CARTHUSIANS
This religious body, so called from La Chartreuse, near Grenoble, in France, the wild valley in which their first monastery was built, was founded in the year 1084 by St. Bruno, a priest of Cologne. It is regarded as the strictest order in the Church, and is the only one which a member from one of the mendicant orders can join as being of a higher order of perfection than his own. It has as its device a cross surmounting a globe, with the inscription, “Stat crux dum volvitur orbis”—that is, “The cross stands as long as the earth moves.” In England they are called the “Charter-House” Monks, a corruption of Chartreuse. Their habit is entirely white, but abroad they wear over it a black cowl.

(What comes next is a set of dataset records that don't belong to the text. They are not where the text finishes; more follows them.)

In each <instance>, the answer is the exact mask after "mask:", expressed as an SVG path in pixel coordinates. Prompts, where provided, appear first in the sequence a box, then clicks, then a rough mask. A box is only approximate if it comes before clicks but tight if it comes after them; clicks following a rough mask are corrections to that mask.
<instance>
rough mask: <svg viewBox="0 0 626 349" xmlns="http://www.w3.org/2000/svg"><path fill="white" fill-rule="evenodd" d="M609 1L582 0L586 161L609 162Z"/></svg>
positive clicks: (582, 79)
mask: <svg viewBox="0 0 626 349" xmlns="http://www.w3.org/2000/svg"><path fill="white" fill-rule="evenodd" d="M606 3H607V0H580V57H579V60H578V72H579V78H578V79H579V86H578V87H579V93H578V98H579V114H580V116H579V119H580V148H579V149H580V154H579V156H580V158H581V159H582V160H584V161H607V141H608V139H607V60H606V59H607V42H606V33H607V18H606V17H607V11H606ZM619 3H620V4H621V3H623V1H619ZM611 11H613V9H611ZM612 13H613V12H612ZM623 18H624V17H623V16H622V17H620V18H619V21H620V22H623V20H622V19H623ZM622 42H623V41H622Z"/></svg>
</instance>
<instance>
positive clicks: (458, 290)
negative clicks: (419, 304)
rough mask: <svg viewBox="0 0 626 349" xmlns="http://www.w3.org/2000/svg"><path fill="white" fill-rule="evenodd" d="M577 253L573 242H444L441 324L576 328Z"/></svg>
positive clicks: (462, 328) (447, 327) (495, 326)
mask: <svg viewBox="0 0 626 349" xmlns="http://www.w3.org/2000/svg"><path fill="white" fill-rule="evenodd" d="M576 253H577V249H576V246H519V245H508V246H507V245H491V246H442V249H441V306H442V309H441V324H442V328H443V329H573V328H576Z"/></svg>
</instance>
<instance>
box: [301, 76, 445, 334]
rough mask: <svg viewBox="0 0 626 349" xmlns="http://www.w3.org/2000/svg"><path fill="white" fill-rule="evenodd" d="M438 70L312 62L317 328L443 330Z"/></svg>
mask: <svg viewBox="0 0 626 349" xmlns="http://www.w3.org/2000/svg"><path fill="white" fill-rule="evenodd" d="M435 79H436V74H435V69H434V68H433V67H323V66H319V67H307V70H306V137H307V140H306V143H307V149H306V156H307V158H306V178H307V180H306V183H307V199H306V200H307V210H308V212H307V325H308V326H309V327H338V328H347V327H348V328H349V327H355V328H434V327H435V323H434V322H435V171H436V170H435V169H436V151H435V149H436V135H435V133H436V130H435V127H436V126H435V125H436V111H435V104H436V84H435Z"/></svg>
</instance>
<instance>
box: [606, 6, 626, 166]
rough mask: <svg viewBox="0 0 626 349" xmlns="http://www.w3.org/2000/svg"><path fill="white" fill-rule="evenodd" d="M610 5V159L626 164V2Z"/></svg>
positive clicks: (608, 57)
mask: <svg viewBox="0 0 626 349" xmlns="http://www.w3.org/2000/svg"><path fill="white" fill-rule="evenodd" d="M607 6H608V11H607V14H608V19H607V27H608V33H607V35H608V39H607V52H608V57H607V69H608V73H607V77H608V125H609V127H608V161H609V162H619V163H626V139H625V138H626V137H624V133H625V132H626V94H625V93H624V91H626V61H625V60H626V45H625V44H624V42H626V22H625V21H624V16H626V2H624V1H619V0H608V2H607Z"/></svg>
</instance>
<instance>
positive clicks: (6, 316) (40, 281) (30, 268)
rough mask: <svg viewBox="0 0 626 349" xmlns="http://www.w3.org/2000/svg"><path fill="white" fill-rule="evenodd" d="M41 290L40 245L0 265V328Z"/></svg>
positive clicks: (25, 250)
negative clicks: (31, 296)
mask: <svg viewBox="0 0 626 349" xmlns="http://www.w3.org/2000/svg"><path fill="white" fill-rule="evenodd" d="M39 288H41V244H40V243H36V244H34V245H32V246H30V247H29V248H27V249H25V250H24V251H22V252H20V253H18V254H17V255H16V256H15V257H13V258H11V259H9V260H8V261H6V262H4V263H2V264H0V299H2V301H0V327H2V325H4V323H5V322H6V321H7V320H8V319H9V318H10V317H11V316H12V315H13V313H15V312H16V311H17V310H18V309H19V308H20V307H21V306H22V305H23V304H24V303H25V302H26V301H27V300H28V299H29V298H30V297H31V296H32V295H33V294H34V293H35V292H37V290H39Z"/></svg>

One strange and rare privilege enjoyed by the nuns of their order is that, at the solemn moment of making their vows, they put on a maniple and stole, and are allowed to sing the Epistle in Solemn High Mass (Romsee, iv. 356, note). They use no musical instruments whatever in their service, but sing everything according to the pure Gregorian style.

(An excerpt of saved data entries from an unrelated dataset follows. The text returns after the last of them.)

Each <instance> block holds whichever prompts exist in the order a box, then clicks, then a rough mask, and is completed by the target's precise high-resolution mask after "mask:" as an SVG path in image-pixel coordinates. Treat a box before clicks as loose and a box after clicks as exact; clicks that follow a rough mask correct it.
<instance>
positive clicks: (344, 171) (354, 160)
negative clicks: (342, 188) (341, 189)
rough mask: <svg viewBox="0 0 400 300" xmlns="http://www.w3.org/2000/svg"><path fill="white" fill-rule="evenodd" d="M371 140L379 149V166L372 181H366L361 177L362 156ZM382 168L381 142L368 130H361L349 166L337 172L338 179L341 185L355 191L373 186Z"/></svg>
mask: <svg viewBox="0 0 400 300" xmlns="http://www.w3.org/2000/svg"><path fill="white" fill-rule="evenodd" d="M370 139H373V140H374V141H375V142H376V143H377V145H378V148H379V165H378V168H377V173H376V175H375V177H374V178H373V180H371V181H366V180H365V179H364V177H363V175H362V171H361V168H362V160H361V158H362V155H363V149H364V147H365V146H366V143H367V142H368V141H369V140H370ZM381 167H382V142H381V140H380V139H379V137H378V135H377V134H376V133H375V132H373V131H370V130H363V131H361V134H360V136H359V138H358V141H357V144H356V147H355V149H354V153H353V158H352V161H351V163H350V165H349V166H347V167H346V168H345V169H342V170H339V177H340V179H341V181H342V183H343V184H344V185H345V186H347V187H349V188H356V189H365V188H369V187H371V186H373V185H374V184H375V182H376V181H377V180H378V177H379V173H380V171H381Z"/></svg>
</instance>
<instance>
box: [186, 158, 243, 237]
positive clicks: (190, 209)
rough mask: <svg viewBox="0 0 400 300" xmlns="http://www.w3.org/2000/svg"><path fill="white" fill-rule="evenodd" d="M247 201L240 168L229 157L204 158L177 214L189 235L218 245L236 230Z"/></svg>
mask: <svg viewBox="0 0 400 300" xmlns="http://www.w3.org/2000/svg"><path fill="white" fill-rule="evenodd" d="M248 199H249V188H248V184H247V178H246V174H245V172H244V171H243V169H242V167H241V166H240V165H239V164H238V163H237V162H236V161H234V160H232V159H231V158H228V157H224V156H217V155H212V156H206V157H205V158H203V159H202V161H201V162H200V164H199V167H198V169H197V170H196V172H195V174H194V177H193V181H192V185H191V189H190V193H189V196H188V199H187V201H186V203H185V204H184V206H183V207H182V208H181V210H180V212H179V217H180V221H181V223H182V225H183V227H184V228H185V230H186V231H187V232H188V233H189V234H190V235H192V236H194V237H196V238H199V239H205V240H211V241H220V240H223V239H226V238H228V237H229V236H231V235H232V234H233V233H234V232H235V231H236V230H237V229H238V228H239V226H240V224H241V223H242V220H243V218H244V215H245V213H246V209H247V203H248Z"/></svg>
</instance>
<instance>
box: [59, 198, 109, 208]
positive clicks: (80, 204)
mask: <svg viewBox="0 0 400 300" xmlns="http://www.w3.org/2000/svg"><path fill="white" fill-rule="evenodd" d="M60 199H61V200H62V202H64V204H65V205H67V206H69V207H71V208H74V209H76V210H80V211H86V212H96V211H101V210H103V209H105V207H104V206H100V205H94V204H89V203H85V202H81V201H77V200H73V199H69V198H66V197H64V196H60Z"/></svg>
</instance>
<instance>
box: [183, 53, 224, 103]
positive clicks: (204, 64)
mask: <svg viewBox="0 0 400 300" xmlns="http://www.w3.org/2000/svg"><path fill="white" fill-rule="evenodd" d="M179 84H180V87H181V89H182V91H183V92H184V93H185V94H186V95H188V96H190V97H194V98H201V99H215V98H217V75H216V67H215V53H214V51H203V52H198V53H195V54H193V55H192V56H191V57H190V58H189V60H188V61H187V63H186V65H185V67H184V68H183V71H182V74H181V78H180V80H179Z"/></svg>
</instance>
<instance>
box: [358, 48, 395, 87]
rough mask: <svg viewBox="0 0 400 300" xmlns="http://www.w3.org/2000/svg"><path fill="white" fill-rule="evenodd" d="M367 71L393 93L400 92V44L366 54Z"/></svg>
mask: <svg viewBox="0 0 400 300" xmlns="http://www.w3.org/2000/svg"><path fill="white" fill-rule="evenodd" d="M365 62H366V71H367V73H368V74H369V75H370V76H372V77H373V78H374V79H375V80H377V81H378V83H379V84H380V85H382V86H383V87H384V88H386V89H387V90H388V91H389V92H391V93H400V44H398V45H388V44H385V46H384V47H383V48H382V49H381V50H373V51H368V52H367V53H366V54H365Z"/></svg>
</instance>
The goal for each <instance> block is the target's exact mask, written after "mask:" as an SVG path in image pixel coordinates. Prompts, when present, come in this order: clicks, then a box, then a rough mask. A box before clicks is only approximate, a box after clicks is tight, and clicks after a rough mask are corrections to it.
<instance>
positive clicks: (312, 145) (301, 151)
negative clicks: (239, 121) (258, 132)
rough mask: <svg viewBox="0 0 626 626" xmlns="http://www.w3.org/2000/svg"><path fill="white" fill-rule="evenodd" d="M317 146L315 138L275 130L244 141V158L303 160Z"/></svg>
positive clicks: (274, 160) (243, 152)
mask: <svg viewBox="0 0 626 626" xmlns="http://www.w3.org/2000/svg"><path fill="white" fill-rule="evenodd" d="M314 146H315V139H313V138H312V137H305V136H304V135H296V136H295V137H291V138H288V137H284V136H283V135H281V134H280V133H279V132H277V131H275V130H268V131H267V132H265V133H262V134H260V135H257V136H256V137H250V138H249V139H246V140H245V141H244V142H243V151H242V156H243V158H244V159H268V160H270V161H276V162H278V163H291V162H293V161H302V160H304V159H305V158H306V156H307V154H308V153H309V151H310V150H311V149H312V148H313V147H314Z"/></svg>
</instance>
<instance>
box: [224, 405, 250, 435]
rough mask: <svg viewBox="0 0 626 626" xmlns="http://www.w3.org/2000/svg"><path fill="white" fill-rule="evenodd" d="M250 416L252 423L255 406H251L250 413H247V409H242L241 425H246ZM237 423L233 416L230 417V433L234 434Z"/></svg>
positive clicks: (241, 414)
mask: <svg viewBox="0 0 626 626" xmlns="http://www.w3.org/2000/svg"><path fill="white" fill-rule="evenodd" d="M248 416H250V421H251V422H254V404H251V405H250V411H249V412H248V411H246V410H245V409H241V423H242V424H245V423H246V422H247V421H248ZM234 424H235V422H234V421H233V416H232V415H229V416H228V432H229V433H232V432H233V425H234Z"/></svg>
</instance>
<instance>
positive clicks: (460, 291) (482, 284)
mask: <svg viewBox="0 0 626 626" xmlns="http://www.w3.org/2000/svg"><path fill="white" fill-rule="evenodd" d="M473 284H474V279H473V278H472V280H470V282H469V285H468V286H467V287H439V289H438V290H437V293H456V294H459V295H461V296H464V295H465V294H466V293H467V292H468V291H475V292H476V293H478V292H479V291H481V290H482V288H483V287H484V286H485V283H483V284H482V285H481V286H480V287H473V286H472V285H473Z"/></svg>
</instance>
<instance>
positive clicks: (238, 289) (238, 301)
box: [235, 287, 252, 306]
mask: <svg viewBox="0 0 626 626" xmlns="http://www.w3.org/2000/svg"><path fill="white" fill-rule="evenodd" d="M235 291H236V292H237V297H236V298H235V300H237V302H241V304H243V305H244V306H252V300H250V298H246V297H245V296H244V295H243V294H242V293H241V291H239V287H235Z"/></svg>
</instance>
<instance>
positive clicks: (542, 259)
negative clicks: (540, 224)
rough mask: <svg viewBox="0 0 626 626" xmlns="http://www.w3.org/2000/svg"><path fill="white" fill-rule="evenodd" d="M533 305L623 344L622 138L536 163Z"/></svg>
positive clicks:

The peculiarities of their Mass are as follows: They put the wine and water in the chalice at the beginning, and say the introductory psalm and Confiteor, not at the centre, as we do, but at the Gospel side, with face towards the altar. Their form of confession is much shorter than ours, and instead of saying the “Oramus te, Domine,” when they ascend the altar-steps, they say a Pater and Ave, and then sign themselves with the cross. They say the “Gloria in excelsis” at the Epistle corner, where the book is, and turn round in the same place to say the “Dominus vobiscum.” They kiss the margin of the missal after the Gospel instead of the text itself, and only make a profound bow instead of a genuflection at the “Et homo factus est” of the Creed. In fact, at no part of the entire Mass do they touch the ground with the knee when they make a reverence, as we do. They bless both water and wine by one single cross at the Offertory, and make the oblation of Host and chalice one joint act by placing the paten and the large bread on the mouth of the latter. From the beginning of the Canon to the “Hanc igitur” they stretch out their arms in such a manner as to exhibit the form of a cross, and at the Consecration they elevate the chalice only a few inches from the altar, never high enough to be seen by the people, just as we do at the “Omnis honor et gloria” before the “Pater noster.” After consecration they extend their hands again in form of a cross until the “Supplices te rogamus,” when they bow and cross one upon the other.
At the end of Mass they do not bless the people, as we do, nor say the Gospel of St. John, but come down and return to the sacristy the moment they have recited the “Placeat.” A few of their other peculiarities will be noticed throughout this work.